The Quebec coroner’s office is focusing on DNA as it works to locate, catalog and compare the remains. The agency asked families to bring in razors, toothbrushes and hairbrushes so it can gather samples. Genetic samples from close relatives may be needed to hone in on victims whose personal belongings may have been burned by the fire, hampering a direct genetic comparison.
“The more challenging the sample, the more degraded, the less likely you’ll get markers you can use for identification,” said Budowle, the former top scientist at U.S. Federal Bureau of Investigation who helped build the agency’s DNA laboratory. “The technology over the years has improved quite substantially to extract DNA, improve the quality and repair of the DNA and identify other genetic markers.”
Scientists can now take damaged DNA, enhance small portions that are still useful, and amplify those over the damaged parts, Budowle said. Even if you improve the sample, it can still be very dirty, contaminated with chemicals from the environment or a fire, he said. There are now techniques that resist the contaminants and allow technicians to extract DNA, he said.

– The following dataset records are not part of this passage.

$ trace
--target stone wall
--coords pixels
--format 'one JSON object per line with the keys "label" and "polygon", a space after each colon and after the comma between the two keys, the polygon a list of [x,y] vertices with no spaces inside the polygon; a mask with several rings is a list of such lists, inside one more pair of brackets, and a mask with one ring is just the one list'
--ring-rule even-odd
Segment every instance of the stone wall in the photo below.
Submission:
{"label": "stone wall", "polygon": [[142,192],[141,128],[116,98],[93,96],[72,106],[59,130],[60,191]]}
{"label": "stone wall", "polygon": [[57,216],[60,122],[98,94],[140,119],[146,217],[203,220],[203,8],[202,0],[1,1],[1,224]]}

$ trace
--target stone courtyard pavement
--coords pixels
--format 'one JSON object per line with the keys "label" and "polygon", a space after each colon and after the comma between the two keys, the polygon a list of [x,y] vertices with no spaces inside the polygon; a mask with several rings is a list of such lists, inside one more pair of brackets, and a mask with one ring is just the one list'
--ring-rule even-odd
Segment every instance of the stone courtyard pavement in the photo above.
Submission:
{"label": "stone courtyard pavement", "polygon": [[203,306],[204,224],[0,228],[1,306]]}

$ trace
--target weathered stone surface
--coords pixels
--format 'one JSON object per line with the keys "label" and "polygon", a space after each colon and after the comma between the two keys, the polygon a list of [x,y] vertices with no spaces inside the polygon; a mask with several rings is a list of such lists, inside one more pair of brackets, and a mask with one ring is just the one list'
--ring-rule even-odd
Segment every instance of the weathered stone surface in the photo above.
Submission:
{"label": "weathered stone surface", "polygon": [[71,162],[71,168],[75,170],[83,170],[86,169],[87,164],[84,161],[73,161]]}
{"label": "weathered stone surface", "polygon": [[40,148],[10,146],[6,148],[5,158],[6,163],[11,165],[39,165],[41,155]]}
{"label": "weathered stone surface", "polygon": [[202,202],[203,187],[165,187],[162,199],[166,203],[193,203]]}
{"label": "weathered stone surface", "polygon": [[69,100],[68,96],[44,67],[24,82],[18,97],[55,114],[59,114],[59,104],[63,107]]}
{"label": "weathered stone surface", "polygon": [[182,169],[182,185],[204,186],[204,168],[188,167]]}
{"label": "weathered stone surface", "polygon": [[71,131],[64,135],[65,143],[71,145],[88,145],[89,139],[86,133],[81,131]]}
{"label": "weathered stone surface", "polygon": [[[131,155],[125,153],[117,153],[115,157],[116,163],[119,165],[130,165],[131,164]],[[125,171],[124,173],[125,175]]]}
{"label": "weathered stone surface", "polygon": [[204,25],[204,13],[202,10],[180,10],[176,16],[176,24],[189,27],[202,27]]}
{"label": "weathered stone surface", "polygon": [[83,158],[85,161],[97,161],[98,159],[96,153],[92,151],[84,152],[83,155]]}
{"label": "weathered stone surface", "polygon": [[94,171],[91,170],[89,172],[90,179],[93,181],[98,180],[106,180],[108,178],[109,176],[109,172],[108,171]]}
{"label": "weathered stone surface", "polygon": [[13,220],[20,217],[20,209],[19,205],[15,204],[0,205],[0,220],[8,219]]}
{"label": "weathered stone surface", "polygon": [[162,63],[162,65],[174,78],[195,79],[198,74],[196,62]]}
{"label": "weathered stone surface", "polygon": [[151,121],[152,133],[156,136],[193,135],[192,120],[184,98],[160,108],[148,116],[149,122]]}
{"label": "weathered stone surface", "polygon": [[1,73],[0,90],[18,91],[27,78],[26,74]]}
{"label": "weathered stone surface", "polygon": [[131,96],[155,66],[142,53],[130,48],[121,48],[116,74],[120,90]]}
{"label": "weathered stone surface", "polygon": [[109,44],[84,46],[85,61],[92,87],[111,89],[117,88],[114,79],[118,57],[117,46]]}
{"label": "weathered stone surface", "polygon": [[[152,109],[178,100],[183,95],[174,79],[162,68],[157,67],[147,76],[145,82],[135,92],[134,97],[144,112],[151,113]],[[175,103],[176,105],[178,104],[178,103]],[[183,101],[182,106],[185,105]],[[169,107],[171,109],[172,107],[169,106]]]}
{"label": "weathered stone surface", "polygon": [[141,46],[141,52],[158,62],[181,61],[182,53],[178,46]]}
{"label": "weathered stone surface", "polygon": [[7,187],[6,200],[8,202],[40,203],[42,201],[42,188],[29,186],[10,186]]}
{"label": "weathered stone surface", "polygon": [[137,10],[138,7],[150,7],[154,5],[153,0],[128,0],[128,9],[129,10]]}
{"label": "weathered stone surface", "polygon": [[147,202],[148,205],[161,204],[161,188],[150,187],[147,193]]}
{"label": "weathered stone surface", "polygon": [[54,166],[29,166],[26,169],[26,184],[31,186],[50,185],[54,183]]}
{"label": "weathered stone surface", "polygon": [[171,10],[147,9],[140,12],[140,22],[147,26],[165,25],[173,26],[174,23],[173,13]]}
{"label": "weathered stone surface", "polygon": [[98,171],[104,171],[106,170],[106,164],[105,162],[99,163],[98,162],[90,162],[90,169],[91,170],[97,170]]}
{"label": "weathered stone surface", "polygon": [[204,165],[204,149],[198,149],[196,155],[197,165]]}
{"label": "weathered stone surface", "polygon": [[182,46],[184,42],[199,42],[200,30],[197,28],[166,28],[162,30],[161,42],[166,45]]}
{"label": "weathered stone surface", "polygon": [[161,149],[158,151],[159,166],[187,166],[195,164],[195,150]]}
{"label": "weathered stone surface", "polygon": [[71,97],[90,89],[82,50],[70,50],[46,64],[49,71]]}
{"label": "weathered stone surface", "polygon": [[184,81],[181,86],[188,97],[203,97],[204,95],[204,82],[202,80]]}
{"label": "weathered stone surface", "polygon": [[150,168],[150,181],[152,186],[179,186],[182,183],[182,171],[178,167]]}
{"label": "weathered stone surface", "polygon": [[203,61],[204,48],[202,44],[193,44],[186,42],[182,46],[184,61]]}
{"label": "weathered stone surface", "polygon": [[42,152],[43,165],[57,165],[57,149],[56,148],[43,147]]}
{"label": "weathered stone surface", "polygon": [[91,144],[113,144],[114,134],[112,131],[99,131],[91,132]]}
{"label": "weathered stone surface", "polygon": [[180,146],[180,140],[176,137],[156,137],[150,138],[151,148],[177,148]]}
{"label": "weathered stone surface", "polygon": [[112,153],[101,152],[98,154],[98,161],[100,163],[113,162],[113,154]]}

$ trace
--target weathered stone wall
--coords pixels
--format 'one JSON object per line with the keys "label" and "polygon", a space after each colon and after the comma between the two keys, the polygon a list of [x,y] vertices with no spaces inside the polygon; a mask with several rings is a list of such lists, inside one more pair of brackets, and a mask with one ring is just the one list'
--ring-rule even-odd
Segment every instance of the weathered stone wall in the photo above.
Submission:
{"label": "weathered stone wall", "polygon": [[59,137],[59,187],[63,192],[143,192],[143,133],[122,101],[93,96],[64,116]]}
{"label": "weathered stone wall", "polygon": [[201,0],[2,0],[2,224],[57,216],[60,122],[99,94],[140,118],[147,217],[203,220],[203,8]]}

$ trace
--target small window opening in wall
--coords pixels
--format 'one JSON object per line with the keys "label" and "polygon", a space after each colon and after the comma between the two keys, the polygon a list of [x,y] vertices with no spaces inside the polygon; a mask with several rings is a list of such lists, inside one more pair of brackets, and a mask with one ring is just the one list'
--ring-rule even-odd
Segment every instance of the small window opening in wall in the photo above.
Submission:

Collecting the samples is the first hurdle, said Howard Cash, president of Gene Code Forensics, an Ann Arbor, Michigan-based bioinformatics company that specializes in DNA analysis. His company devised the Mass Fatality Information System used to identify 2,749 people who were killed in the Twin Towers on Sept. 11, 2001. New York’s recovery efforts yielded 20,000 pieces of remains, which were compared to thousands more reference samples from family members in a kinship analysis.
“After getting whatever DNA profile they can from the remains, the next step is an information management problem,” Cash said in a telephone interview. “The system can work with very complicated family trees. The software has been developed to do sophisticated analysis and determine the amount of confidence you can have in the accuracy of the information.”
Accuracy is critical, and it takes time, the experts said.
“I know everyone is grieving, and the sooner you identify everyone the sooner they get closure,” Baum said. “But you have to do this right. If you rush to do it, that’s when mistakes can happen. It’s better to do it a little slowly. The consequences of doing it wrong are tremendous.”